The answer will depend on whether INEC was given notice of the pendency of an appeal together with a motion for stay of execution.
The Abia State Government in a statement issued by the State Attorney-General, Mr. Umeh Kalu, said thus:
“It’s unfortunate that INEC said that it was not served. But the truth is that they were served. I have a proof to that.
“Saleh N. Ibrahim, Senior Clerical Officer at the Legal Services Department of the Commission’s Headquarters, Abuja, who (sic) stamped the Notice of Appeal and Injunction with the Commission’s official stamp by 12.50pm on Wednesday, June 29, 2016.”
In an explanation to an online newspaper, Premium Times, on Friday July 1, 2016, Nick Dazang, spokesman for INEC, said Mr. Ikpeazu’s failure to provide a stay-of-execution order left the commission with no choice than to issue the certificate of return to Mr. Ogah.
He said since Mr. Ikpeazu’s notice was not deemed sufficient, it had to, as a matter of policy, execute the judgment of the high court.
“I discovered that INEC received Mr. Ikpeazu’s notice. However, it did not contain a motion or order of stay of execution.
“In the circumstance, and in deference to the previous court order, INEC as a responsible regulatory body has no recourse than to issue Mr. Ogah the certificate of return,” Mr. Dazang said.
It is apparent that one of the parties, between the Abia State Government and INEC, is either outrightly mendacious or economical with the truth. So who is right?
I have carefully examined the proof of service (affidavit of service) published by Ikpeazu on his Facebook page and circulated to the media by the Abia State Government, there is no mention of motion for stay of execution in the said affidavit.
Only Notice of Appeal is mentioned.
Putting it differently, there is nothing evidencing that INEC was served with an application by Ikpeazu seeking a stay of execution of the judgment delivered by Justice Okon Abang on Monday the 27th day of June, 2016.
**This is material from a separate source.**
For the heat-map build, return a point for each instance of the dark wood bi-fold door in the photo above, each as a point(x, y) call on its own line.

In my quest to unravel the truth and facts of this case, I made spirited efforts to reach the Chief Press Secretary to Ikpeazu (through phone calls and sms) in the afternoon of Friday 1st July, 2016 for him to furnish me with evidence that there is indeed a motion for stay of execution.
He did not reply.
The only sensible and logical inference to be drawn from the non-production of evidence of the existence and service of motion for stay of execution is that none is available.
He who alleges must prove. The maxim is ‘ei incumbit probatio qui dicit’. See Section 131 of the Evidence Act 2011.
The burden is on Ikpeazu to prove beyond unsubstantiated press statements, that INEC had notice of not only his appeal but very importantly, his motion for stay of execution prior to the issuance of a certificate of return to Ogah.
I have seen a copy of the interim order (ex parte injunction) obtained by Ikpeazu dated Thursday the 30th day of June, 2016 from the High Court of Abia State, Osisioma Ngwa presided by Justice Chibuzor Ahuchaogu, restraining INEC from issuing a certificate of return to Ogah and his swearing-in by the Chief Judge of Abia State or by any judicial officer in Abia State.
The injunction to say the least is a gross abuse of judicial cum court process and not binding for two principal reasons.
Firstly, the High Court of Abia State cannot give an order which purports to vary or render nugatory the order(s) of the Federal High Court.
The simple reason is that both courts have concurrent jurisdiction.
Only a superior court (the Court of Appeal or the Supreme Court) can interfere with the orders given by Justice Okon Abang.
The Supreme Court in a recent decision in the case of Orji Uzor Kalu v. Federal Republic of Nigeria (Unreported Appeal No. SC/215/2012) delivered on March 18, 2016 emphatically sounded a warning to the effect that courts of concurrent jurisdiction cannot police each other and that they are not bound by each other’s decisions.
In the case cited supra, a former governor of Abia State, Orji Uzor Kalu, had obtained an ex parte order from the High Court of Abia State restraining the Economic and Financial Crimes Commission (EFCC) from arresting, detaining or prosecuting him.
The Supreme Court held that the Federal High Court where Mr. Kalu was arraigned is not bound by the injunction given by the High Court of Abia State.
Thus, the case was remitted back to the Federal High Court for commencement of Kalu’s trial.
Other authorities on this position includes: Olutola v. University of Ilorin (2004) 18 NWLR (Pt. 905) 452 and Uwazuruike v. Attorney General of the Federation (2008) 10 NWLR (Pt. 1096) 444 at 459-59.
The second reason why the injunction granted on Thursday the 30th day of June, 2016 by Justice Ahuchaogu of the Abia State High Court is defective is that it sought in part, to restrain a completed act.